The figures are so shocking you can hardly find a more stunning indictment of the failure of successive administrations when it comes to the government’s housing policy since 1997. And since housing is closely tied to the well-being and future prospects of people, private-sector unaffordability and public-housing unavailability over two decades explain a great deal about cumulative social discontent and anger leading to widespread disturbance, from the 2014 Occupy Central unrest to the 2019 anti-government riots.
The Housing Department has revealed that it has taken back about 5,000 public rental flats in just two years from well-off tenants. That’s equivalent to a medium-sized public estate at a construction cost of about HK$5 billion (US$640 million)!
Those evicted tenants are often people who drive luxury cars and own properties on either side of the border; all failed either the income or asset thresholds that were rarely enforced by officials until recently.

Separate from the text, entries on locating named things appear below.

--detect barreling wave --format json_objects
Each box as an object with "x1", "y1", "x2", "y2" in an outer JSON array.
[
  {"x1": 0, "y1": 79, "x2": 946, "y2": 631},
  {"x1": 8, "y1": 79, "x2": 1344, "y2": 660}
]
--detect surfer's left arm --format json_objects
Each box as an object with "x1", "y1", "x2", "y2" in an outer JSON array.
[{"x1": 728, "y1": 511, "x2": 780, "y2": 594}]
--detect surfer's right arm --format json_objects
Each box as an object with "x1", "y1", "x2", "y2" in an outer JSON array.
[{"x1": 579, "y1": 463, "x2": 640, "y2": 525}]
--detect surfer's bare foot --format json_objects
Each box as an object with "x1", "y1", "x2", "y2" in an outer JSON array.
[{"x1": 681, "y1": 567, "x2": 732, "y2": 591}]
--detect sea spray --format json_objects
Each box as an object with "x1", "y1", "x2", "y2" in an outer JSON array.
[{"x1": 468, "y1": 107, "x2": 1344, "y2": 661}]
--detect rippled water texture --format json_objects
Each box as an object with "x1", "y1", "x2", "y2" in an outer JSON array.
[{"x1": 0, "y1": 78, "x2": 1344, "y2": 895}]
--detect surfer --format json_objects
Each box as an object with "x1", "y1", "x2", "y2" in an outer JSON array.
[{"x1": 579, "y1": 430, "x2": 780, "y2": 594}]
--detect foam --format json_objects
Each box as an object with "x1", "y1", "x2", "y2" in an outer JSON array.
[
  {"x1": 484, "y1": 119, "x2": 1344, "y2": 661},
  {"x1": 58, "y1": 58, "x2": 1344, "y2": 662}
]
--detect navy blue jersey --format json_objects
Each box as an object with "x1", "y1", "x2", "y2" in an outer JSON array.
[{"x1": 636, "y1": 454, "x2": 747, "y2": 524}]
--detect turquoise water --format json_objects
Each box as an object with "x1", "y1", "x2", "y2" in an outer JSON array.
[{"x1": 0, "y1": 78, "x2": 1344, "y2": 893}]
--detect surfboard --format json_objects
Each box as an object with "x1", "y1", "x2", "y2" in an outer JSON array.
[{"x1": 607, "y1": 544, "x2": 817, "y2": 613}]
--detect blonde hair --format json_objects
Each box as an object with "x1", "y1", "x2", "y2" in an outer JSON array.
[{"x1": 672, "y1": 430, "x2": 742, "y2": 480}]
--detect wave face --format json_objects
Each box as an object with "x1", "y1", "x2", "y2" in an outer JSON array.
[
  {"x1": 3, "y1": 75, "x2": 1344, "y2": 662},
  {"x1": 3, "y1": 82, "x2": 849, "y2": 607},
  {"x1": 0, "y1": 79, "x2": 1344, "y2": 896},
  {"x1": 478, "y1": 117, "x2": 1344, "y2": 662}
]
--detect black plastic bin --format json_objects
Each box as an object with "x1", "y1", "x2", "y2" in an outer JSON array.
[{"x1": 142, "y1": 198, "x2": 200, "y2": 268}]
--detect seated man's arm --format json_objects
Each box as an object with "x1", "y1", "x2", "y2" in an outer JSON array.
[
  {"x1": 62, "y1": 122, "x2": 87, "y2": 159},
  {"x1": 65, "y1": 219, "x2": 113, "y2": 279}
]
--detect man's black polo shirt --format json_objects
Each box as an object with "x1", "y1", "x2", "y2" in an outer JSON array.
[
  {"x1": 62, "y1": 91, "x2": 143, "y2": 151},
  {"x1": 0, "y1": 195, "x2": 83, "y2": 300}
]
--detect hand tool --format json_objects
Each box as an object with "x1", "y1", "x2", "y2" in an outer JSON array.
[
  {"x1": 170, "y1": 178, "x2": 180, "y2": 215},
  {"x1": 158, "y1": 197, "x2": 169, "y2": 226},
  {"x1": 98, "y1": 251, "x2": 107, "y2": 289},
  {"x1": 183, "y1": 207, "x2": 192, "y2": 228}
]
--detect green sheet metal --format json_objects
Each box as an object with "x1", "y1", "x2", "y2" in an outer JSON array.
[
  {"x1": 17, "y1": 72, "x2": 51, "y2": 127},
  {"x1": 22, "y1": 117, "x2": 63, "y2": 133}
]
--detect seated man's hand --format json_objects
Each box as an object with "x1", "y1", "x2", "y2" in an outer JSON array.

The willingness of the current administration under John Lee Ka-chiu to crack down on such disqualified tenants likely says less about his decisiveness than intense pressure from Beijing to act.
In recent decades, the private and public housing segments have worked as a positive feedback loop, as their respective unaffordability and unavailability reinforced each other. The average waiting time for public housing is currently 5.7 years, down from a two-decade peak of 6.1 years in 2022. The actual waiting times for many applicants can be much longer.
An authoritative Demographia International Housing Affordability Survey shows that between 2004 and 2019, Hong Kong was in a class of its own from 2010 onwards when compared to Singapore, Sydney, Auckland, Vancouver, London, New York, Los Angeles and San Francisco, all of which already experienced market bubbles.
Housing is the common thread that runs through many of Hong Kong’s societal problems, including the failed radicalised democratisation.
As Johns Hopkins University political economy professor Hung Ho-fung has argued in his 2022 City on the Edge: Hong Kong under Chinese Rule, social and political instabilities started to build up despite the surface calm in the immediate years following the mass protests against Article 23 legislation (against treason, secession, sedition and subversion) in 2003.